Un rare événement ornithologique a eu lieu récemment dans l’outback du centre de l’Australie, et il a fait vibrer les naturalistes et les amateurs d’oiseaux. Pour la première fois, un faucon pèlerin sibérien, réputé pour être l’oiseau le plus rapide, a été repéré et photographié dans cette zone aride, confirme le média ABC. La découverte exceptionnelle a captivé l’observateur et permis d’établir deux nouveaux records pour cette sous‑espèce.
Une observation qui sort de l’ordinaire
Au-dessus du Newhaven Wildlife Sanctuary, dans l’outback australien, l’écologiste Dr Tim Henderson a réussi à prendre une photo nette de ce redoutable prédateur aérien. L’exploit l’est d’autant plus quand on sait que ce faucon peut atteindre jusqu’à 300 km/h : « C’était plutôt excitant, et assez difficile à obtenir, étant donné la vitesse à laquelle ils vont », a raconté Dr Henderson lors d’une intervention sur ABC Radio Alice Springs.

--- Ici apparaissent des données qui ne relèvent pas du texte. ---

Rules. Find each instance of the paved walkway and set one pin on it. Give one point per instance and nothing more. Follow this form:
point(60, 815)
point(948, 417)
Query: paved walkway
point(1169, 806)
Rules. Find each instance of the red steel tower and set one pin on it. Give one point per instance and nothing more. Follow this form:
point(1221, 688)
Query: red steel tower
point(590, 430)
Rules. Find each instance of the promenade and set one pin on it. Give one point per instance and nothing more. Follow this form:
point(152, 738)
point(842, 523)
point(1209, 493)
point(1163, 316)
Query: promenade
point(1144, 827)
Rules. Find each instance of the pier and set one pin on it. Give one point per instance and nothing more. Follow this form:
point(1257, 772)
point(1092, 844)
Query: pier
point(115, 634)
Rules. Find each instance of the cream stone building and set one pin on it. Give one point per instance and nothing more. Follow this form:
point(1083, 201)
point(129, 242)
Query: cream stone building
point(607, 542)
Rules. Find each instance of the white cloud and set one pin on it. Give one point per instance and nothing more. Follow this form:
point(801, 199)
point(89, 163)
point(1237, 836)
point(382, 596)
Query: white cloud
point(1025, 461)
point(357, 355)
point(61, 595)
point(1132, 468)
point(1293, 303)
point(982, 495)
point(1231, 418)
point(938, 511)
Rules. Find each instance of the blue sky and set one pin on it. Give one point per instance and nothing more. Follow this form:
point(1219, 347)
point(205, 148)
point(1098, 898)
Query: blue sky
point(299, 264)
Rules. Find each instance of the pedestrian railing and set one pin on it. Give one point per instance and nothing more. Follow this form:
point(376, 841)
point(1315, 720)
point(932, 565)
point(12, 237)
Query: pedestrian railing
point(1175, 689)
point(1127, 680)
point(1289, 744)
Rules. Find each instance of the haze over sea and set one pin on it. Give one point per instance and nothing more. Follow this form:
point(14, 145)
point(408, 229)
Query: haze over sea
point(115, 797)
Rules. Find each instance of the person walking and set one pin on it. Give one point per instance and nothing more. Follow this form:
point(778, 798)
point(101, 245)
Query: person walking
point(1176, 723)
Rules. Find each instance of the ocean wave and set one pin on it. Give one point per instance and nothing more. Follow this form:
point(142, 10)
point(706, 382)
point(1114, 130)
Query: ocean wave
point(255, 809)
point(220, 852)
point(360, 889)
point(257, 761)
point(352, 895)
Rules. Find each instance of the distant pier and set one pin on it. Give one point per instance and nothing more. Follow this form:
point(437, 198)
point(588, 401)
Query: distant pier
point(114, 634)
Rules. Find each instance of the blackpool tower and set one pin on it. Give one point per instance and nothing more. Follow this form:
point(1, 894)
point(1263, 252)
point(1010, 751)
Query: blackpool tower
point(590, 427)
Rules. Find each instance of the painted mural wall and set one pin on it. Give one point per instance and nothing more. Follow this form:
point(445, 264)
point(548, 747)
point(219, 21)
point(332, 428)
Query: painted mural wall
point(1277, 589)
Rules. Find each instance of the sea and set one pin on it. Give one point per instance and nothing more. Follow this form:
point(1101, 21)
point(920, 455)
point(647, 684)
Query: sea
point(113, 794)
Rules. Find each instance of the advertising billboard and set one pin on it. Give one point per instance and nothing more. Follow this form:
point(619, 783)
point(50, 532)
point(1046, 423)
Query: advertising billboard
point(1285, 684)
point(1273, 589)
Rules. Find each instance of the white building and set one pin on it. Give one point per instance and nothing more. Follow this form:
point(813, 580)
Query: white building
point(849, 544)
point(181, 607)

La découverte a eu lieu sur les terres traditionnelles des Ngalia-Walpiri et des Luritja, près d’Alice Springs. Dr Henderson a été intrigué par une fine bande visible sous l’œil de l’oiseau, ce qui l’a poussé à s’intéresser au spécimen. Cet oiseau est d’ailleurs connu pour voler « plus de deux fois » plus vite qu’un guépard sur terre, ce qui en fait une espèce menacée.
Deux records battus
C’est la première fois que la sous‑espèce sibérienne du faucon pèlerin est observée dans cette région éloignée des côtes australiennes, ce qui établit deux records : la localisation la plus éloignée jamais enregistrée pour le faucon pèlerin sibérien, et sa première apparition documentée dans la zone aride de l’Australie. « Nous avons parfois des migrants rares ou des oiseaux errants, qui viennent d’autres parties du monde », a noté Dr Henderson, laissant entendre que ces visites pourraient être plus fréquentes qu’on ne le pense.
Henderson avance une hypothèse pour expliquer cette apparition inhabituelle : les fortes pluies récentes dans l’outback ont transformé des zones arides en zones humides temporaires, créant de nouveaux habitats pour les proies du faucon et attirant divers rapaces vers la région.
L’ornithologie reprend du terrain
Le secteur où l’oiseau a été vu n’est « pas un endroit très souvent birdé », ce qui donne encore plus de valeur à la photographie et au suivi ornithologique. Avec l’accès facilité aux appareils photo numériques, beaucoup de gens prennent des photos et documentent ainsi des observations uniques. Dr Henderson a déclaré : « Je pense que plus il y a de personnes qui sortent et prennent des photos, plus il est probable que vous voyiez un oiseau comme celui-ci. »
L’apparition de ces nouvelles observations pourrait indiquer que le faucon pèlerin sibérien est plus présent dans le centre de l’Australie qu’on ne le pensait, mais qu’il n’avait pas été remarqué ou confirmé faute d’attention portée à l’ornithologie dans cette région.